A Federal High Court in Lagos Friday held that President Muhammadu Buhari dismissed Mrs. Rita Ofili-Ajumogobia as a judicial officer on November 7, 2018.
Justice Mohammed Rilwan Aikawa held that, thus, Ofili-Ajumogobia cannot – by claiming that she is a judge – stall her trial for alleged money laundering.
The charge was brought against her by the Economic and Financial Crimes Commission (EFCC),
Justice Aikawa stated this while dismissing Ofili-Ajumogobia’s preliminary objection challenging her trial as well as the court’s jurisdiction to try her.
The judge read out the President’s memo of November 7, 2018, approving Ofili-Ajumogobia’s dismissal from the Bench as recommended by the National Judicial Council (NJC).

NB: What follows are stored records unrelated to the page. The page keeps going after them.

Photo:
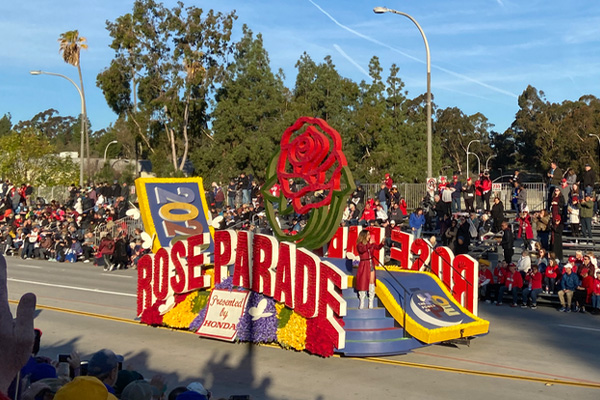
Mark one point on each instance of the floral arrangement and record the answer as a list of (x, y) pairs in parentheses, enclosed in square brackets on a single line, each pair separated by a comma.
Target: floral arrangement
[(262, 329), (181, 316), (152, 316), (291, 333), (264, 321)]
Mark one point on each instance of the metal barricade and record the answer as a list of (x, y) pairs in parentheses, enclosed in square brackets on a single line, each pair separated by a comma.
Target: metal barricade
[(537, 193), (128, 224)]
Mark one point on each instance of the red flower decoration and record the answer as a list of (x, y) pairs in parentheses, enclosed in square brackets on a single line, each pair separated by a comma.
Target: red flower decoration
[(311, 151)]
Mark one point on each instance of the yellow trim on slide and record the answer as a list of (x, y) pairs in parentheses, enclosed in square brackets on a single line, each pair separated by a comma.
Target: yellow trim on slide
[(477, 327)]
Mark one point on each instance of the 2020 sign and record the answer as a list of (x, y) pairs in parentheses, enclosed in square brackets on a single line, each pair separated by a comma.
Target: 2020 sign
[(173, 208)]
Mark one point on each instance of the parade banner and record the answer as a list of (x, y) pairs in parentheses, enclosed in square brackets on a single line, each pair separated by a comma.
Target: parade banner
[(173, 209), (223, 313)]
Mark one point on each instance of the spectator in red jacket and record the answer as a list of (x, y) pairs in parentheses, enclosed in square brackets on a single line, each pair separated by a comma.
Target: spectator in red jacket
[(512, 283), (389, 182), (525, 229), (106, 250), (368, 215), (550, 274), (583, 293), (533, 280), (596, 293), (499, 274)]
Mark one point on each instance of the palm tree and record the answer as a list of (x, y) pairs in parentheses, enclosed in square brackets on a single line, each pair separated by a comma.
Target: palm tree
[(70, 45)]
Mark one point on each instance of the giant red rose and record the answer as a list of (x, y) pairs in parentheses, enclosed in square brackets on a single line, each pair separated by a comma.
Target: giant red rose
[(311, 157)]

He said: “The president has approved the recommendation of NJC and has therefore approved the dismissal of the 1st defendant/applicant.
“In my view, the first defendant (Ofili-Ajumogobia) has been dismissed as a judicial officer.

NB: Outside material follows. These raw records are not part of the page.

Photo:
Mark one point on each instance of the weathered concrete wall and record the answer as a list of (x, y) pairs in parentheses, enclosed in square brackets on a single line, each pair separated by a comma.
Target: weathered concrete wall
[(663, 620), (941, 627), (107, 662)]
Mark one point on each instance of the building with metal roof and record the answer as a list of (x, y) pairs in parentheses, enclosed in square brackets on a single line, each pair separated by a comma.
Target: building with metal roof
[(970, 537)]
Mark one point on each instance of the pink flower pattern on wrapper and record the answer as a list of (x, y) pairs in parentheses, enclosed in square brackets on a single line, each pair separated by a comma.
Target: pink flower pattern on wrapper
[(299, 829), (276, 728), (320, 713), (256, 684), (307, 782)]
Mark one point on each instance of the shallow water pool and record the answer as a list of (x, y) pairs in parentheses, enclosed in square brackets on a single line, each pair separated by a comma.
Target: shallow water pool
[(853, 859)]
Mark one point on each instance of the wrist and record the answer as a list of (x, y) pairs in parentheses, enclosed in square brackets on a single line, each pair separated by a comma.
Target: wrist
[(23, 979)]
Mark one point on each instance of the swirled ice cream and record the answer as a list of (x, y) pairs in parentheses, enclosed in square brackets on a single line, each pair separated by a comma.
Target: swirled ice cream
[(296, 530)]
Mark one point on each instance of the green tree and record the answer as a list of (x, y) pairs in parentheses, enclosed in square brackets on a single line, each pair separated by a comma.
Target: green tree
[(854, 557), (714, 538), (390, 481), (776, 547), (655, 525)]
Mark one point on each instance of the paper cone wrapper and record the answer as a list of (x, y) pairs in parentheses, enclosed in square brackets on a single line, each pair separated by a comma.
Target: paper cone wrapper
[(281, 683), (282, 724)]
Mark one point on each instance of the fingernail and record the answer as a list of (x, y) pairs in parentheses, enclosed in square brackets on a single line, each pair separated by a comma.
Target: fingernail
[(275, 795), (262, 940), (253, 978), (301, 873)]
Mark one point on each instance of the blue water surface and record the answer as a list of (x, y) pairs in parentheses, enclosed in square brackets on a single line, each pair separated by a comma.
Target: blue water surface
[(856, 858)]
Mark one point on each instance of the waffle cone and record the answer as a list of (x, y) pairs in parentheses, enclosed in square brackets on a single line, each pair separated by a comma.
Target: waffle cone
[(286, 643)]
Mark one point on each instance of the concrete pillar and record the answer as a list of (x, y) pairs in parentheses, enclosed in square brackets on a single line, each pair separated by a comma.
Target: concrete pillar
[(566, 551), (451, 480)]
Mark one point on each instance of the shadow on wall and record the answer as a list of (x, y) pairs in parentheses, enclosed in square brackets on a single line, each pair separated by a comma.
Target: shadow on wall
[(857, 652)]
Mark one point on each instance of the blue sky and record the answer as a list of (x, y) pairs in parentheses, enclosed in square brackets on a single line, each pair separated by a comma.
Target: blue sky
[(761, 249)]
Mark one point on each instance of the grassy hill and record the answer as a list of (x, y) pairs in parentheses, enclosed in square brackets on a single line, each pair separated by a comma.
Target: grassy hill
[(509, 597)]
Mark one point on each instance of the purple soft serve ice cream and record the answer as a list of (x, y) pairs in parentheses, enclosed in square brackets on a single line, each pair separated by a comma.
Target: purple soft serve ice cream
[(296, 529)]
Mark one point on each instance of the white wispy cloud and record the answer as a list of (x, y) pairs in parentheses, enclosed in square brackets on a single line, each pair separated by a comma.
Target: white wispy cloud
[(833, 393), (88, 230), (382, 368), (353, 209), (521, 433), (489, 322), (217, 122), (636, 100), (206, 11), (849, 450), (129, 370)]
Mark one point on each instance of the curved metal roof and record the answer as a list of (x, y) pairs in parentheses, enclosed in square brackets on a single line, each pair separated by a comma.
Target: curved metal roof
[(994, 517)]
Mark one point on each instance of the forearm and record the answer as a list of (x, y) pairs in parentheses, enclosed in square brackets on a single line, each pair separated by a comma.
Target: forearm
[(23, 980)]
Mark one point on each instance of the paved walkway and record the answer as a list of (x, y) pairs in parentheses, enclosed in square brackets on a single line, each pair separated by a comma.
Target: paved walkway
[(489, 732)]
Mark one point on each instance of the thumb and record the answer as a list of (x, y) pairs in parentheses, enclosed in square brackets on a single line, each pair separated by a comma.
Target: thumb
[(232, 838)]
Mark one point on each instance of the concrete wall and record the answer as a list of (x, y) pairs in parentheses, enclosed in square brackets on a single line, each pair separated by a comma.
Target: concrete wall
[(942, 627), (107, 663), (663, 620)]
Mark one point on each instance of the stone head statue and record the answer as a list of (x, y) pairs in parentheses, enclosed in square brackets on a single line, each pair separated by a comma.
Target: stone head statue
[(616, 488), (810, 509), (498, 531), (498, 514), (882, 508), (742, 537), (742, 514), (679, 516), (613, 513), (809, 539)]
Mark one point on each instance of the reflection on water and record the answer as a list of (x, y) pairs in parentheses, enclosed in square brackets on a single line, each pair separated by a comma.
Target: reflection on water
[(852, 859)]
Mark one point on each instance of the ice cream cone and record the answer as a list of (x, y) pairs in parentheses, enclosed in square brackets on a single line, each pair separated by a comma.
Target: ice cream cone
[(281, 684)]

“In the light of this, she can stand trial as she is no longer a judicial officer.
“The application lacks merit and is accordingly dismissed” the judge held.

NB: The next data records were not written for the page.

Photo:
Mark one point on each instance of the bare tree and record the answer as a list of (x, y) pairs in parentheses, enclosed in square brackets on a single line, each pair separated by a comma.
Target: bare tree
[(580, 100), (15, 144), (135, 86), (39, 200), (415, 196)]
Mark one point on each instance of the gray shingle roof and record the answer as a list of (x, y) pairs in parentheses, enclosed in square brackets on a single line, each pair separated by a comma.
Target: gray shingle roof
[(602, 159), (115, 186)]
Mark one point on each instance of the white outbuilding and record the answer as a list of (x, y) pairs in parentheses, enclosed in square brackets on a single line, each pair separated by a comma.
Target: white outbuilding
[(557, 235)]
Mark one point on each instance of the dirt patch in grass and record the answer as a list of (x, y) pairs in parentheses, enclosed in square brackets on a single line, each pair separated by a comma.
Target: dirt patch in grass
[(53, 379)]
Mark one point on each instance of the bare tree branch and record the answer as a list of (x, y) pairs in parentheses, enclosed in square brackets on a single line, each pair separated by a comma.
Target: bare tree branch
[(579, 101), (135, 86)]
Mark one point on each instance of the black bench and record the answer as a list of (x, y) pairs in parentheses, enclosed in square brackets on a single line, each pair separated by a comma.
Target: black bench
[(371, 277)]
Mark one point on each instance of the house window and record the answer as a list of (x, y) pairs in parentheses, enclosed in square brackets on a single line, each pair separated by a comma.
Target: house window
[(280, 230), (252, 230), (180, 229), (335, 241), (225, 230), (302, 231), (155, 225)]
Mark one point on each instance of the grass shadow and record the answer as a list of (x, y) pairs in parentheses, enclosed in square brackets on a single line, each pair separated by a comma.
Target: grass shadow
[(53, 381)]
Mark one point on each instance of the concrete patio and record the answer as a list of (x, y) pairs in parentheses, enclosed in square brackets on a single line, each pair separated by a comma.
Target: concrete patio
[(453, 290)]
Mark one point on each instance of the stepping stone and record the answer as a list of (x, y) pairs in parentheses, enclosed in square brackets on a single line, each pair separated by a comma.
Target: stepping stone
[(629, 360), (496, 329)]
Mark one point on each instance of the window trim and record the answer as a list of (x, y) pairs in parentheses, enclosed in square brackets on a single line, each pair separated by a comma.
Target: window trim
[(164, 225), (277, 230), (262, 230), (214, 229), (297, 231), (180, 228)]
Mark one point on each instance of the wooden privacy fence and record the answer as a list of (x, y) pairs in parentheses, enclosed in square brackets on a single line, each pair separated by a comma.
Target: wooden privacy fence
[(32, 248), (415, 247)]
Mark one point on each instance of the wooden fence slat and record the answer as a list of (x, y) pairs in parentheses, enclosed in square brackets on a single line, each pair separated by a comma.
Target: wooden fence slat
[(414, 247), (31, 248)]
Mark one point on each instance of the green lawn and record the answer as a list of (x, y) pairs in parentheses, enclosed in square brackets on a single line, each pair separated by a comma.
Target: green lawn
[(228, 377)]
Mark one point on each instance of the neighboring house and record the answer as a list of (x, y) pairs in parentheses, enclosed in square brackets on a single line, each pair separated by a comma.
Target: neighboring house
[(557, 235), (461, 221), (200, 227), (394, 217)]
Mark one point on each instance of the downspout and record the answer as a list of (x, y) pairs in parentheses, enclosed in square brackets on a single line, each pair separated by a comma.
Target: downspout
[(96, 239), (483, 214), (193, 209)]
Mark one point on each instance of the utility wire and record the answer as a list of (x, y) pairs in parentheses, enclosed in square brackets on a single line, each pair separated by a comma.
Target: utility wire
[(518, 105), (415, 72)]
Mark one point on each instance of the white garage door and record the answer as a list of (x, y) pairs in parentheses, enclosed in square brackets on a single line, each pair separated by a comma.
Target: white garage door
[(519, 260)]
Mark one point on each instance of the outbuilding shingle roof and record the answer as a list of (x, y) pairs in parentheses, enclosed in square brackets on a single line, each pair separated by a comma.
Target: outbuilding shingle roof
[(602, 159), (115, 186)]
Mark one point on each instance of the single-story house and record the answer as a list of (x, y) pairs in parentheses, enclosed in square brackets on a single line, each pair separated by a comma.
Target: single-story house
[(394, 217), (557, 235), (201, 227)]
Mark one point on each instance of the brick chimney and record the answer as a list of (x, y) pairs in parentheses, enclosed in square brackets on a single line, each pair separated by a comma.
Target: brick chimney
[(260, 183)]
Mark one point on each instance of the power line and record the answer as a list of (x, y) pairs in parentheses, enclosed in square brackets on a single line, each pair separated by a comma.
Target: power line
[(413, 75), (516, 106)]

Earlier in the ruling, the judge disagreed with the argument of the first defendant’s counsel that the exhibit marked ‘Restricted’ is a private document.
He held that the document exhibit EFCC 02, though marked ‘Restricted’ but bearing the coat of arm of Federal Republic of Nigeria qualified it as a public document.
“An official letter from the President of the Federal Republic of Nigeria, the Chief Justice of Nigeria is a public document,” Justice Aikawa said.
Referring to the trial of the defendants at the Ikeja High Court of Lagos State, Justice Aikawa said in that judgement, the case was only struck out.
“The defendants in that trial were not discharged and acquitted.
He held that they could therefore be re-arraigned before another court if the prosecution wishes to reopen the case.
On issue of the matter in the Appeal Court, the judge said provisions of ACJA had not rendered trial in the matter invalid.
Consequently, the court rejected Obla’s first prayer.
It also refused the second leg of the application.
In conclusion, Justice Aikawa held: “The trial of the two defendants will go together. I therefore refuse the second application.
After the ruling, prosecution counsel Rotimi Oyedepo made an oral application for accelarated hearing of the matter. He prayed for a date for commencement of trial.
After conferring with the defence counsel comprising Mr F.O. Dawodu (SAN), for first defendant, Chief Ifedayo Adedipe (SAN) and Ferdinand Orbih (SAN), for 2nd defendant, a date was agreed on.
Justice Aikawa then adjourned the matter to October 24 and 25 for commencement of trial.
The EFCC charged Ofili-Ajumogobia and a Senior Advocate of NIGERIA (SAN) Godwin Obla, on 18 counts bordering on Conspiracy, Unlawful Enrichment, retention of Crime Proceeds and Money Laundering.
They pleaded not guilty and were each admitted to bail in the sum of N10 million with two sureties in like sum.
The defendants were first brought before an Ikeja division of the High Court of Lagos State which struck out the charge on jurisdictional grounds.
The EFCC then preferred same charges against them at the Federal High Court.
In the charge, EFCC alleged that the defendants conspired on May 21, 2014, to indirectly conceal different sums of money, in the Diamond Bank account of Nigel & Colive Ltd, a company alleged to be operated by Ajumogobia.
They were further alleged to have conspired to retain in same account, the sum of N500 million, which they both reasonably ought to have known formed part of proceeds of unlawful acts of unlawful enrichment.
Specifically, Ajumogobia was alleged to have on different dates in 2014, retained sums of monies like: N5million, 150,000 dollars, 20,000 dollars, 30,000 dollars, 50,000 dollars, and 55,000 dollars in the Diamond bank account of Nigel and Colive.
Besides, the Commission also accused Ajumogobia of indirectly concealing the sum of N12million in the same account, and making false statement to the EFCC that the money was payment for sale of a landed property.
The alleged offences contravene the provisions of Sections 15 (2) (a) and 18 (a) of the Money Laundering Prohibition Act.